Wagner v. Wagner
299 P.3d 170
Alaska2013Background
- Felicia and Richard Wagner, pro se, sought a divorce; trial was scheduled multiple times.
- Richard absent from all hearings; he verbally requested continuances via the court’s judicial assistant.
- The superior court denied continuances without assessing whether Richard had good cause, and proceeded to trial in Richard's absence.
- Felicia testified on the record; the court based findings and a divorce decree largely on Felicia’s testimony.
- The court later denied Richard’s reconsideration and the court’s absence ruling did not consider Richard’s asserted work-related good cause.
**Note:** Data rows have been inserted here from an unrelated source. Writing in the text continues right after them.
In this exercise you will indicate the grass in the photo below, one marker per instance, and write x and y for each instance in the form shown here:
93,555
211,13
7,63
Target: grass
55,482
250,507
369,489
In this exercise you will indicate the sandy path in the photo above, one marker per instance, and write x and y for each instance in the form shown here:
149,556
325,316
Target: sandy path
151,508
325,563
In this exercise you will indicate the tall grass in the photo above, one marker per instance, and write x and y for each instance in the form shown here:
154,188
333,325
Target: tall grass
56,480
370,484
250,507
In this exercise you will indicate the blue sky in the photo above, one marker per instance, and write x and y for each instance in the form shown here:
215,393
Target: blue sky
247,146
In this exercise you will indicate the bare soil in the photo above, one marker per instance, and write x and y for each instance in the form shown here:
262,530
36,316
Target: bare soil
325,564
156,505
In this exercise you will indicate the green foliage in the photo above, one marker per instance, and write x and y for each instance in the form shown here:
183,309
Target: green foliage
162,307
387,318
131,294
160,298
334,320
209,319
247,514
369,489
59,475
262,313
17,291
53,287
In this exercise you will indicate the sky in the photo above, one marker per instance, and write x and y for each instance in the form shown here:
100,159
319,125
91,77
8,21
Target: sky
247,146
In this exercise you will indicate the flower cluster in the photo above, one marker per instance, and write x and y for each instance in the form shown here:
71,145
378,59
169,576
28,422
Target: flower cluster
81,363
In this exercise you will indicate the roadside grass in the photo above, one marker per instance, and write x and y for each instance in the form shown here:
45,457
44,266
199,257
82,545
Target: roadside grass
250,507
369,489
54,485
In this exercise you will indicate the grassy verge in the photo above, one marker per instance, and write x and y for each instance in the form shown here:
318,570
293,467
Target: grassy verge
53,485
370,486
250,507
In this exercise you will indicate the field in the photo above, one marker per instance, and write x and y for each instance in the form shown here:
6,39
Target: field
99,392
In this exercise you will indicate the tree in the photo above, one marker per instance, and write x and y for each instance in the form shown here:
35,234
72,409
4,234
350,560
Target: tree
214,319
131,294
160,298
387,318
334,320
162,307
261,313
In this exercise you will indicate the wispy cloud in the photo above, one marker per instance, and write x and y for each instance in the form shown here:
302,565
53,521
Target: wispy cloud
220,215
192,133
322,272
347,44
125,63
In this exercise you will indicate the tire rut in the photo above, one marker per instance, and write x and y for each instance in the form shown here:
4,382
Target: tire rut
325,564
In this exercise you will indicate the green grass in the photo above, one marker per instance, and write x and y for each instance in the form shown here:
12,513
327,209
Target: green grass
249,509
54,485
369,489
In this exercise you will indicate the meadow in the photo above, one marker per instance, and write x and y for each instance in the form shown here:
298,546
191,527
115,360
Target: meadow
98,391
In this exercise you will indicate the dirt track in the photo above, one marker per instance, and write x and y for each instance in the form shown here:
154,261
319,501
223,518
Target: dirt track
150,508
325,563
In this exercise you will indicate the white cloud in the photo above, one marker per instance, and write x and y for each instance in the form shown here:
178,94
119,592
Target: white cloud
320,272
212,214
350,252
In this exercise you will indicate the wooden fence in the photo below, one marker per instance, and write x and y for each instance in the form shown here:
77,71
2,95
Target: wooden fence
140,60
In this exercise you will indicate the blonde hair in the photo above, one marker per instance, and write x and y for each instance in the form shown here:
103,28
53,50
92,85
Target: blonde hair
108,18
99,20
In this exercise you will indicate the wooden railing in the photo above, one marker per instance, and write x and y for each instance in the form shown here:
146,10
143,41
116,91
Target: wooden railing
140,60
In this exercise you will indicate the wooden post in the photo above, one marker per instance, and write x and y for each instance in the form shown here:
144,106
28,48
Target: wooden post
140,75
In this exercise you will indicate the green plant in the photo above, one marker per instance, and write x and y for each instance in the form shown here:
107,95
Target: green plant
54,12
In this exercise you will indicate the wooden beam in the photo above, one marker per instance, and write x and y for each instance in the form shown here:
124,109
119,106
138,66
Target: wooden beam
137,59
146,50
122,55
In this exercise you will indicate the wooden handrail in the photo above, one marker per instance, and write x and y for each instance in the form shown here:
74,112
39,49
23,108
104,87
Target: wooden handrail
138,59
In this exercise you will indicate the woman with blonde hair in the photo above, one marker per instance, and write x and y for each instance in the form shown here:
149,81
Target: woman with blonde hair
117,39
- On appeal, the court remanded to determine whether Richard’s absence was voluntary or supported by good cause.
Issues
| Issue | Plaintiff's Argument | Defendant's Argument | Held |
|---|---|---|---|
| Whether the court must consider good cause before denying a continuance. | Wagner argues the court should have weighed good cause due to his wildfire-related work obligations. | Wagner’s absence was voluntary; awareness of trial date indicated no good cause. | Remanded to determine if good cause existed; vice versa, absence may be involuntary. |
| Whether denial of continuance and proceeding to trial violated Richard’s rights as a pro se litigant. | Richard lacked proper procedure but relied on pro se status and past informal continuance requests. | Court failed to inform proper procedures but Richard bore responsibility to follow rules. | Remand to assess good cause; outcome depends on whether absence was truly involuntary. |
Key Cases Cited
- Azimi v. Johns, 254 P.3d 1054 (Alaska 2011) (continuance denial reviewed for prejudice when illness or related factors exist)
- Siggelkow v. Siggelkow, 643 P.2d 985 (Alaska 1982) (presence at trial informs prejudice assessment in continuance rulings)
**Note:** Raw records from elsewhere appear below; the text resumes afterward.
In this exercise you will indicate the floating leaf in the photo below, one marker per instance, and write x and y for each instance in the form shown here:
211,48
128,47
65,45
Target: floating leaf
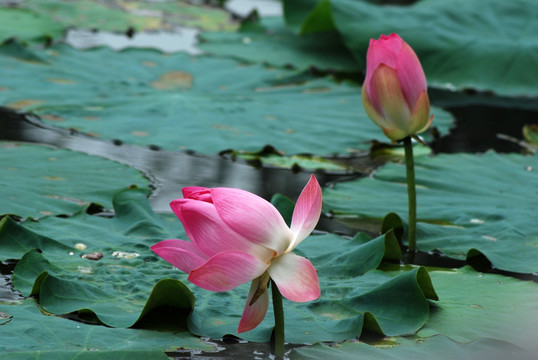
37,181
270,42
440,32
121,291
27,25
466,205
33,335
53,16
226,104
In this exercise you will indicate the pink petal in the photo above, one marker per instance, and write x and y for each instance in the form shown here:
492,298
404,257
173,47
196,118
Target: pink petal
382,51
197,193
227,270
252,217
410,74
182,254
388,92
307,211
254,314
370,109
295,277
205,228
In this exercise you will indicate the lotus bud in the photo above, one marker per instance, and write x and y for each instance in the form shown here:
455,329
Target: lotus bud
394,92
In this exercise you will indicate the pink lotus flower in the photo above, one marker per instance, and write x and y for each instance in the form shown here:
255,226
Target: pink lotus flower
236,237
394,92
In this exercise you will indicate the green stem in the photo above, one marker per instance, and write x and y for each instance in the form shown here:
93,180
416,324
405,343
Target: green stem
278,310
411,194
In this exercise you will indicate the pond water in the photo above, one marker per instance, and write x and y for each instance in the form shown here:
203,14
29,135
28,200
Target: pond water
481,125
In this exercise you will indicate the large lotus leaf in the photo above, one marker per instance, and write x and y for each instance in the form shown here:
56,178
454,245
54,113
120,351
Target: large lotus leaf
438,347
349,303
29,334
461,44
465,204
38,180
27,25
115,15
480,316
272,43
121,289
477,306
181,102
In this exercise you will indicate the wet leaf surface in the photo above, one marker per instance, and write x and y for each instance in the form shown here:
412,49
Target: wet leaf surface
180,102
448,29
38,181
467,205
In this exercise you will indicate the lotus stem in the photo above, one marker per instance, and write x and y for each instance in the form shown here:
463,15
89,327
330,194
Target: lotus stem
278,310
411,194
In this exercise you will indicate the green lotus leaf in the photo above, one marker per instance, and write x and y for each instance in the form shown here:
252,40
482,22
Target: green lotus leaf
128,282
38,180
32,335
180,102
440,32
466,205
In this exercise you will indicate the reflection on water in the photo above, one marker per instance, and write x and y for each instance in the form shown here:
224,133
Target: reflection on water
183,39
167,171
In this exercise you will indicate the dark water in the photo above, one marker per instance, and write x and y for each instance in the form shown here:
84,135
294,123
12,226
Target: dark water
478,128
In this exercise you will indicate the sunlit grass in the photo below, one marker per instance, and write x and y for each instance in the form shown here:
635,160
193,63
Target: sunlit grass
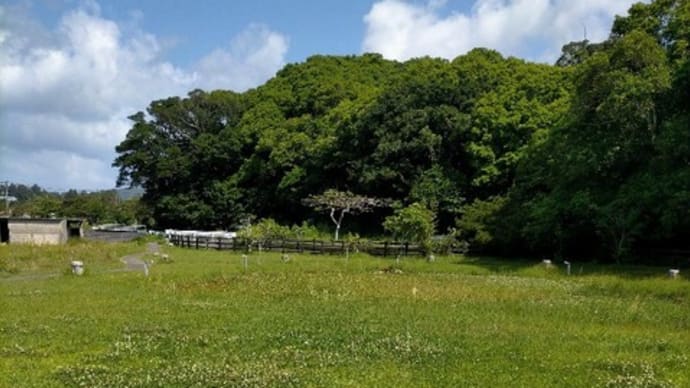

- Shooshanian v. Dire, 237 P.3d 618 (Alaska 2010) (pro se litigants entitled to fair process; flexibility in applying rules)
- Oaks v. Grocers Wholesale, Inc., 377 P.2d 1001 (Alaska 1963) (default judgment context; notice and scope of relief matter for default judgments)
- Breck v. Ulmer, 745 P.2d 66 (Alaska 1987) (pro se litigants and procedural fairness; informs duty to inform)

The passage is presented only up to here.